Nell’Ottocento comincia a essere apprezzato e conosciuto anche a livello internazionale: è infatti protagonista nelle più importanti manifestazioni espositive dell’epoca, da Firenze a Bruxelles.
È a questo periodo che risalgono testimonianze fondamentali riguardo all’utilizzo del solo mosto cotto e che avviene la definitiva consacrazione dell’Aceto Balsamico. Tali indicazioni portano i nomi del Conte Giorgio Gallesio e dell’Avvocato Francesco Aggazzotti che per primi hanno determinato le differenze che esistono fra il Balsamico e altri tipi di aceto e hanno indicato la via da seguire per trasformare correttamente il mosto cotto nel prodotto finito.

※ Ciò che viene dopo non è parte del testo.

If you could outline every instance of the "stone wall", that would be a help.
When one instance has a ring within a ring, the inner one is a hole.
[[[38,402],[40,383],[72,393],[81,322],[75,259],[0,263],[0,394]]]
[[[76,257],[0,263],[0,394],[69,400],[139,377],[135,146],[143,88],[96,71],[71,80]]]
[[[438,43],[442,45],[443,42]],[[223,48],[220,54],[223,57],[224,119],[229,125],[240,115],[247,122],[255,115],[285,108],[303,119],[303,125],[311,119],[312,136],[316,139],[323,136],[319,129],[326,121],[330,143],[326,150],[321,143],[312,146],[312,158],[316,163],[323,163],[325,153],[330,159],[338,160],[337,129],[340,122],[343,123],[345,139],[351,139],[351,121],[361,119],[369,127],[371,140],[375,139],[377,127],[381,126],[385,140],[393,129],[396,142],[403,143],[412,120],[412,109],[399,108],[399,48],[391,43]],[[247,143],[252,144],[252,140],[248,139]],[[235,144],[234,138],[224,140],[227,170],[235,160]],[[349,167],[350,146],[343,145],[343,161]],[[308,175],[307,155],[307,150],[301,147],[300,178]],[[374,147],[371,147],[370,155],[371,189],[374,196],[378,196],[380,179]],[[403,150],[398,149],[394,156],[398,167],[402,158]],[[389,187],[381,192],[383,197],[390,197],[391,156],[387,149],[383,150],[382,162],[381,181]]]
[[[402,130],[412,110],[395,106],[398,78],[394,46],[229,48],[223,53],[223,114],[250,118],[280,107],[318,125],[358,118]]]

Giorgio Gallesio, personalità eclettica in vari campi della vita pubblica e degli studi, con spiccato interesse nel settore dell’agricoltura, si esprime così nel suo manoscritto: “L’aceto di Modena è di due sorte, cioè aceto di mosto e aceto di vino, né pare deciso quale sia il migliore. La sola differenza che passa fra l’aceto di mosto e quello di vino sta nel primo elemento dell’operazione. Abbiamo visto che quello di mosto comincia con del mosto cotto, quello di vino con del vino, cioè con del mosto fermentato senza però essere sottoposto al fuoco“.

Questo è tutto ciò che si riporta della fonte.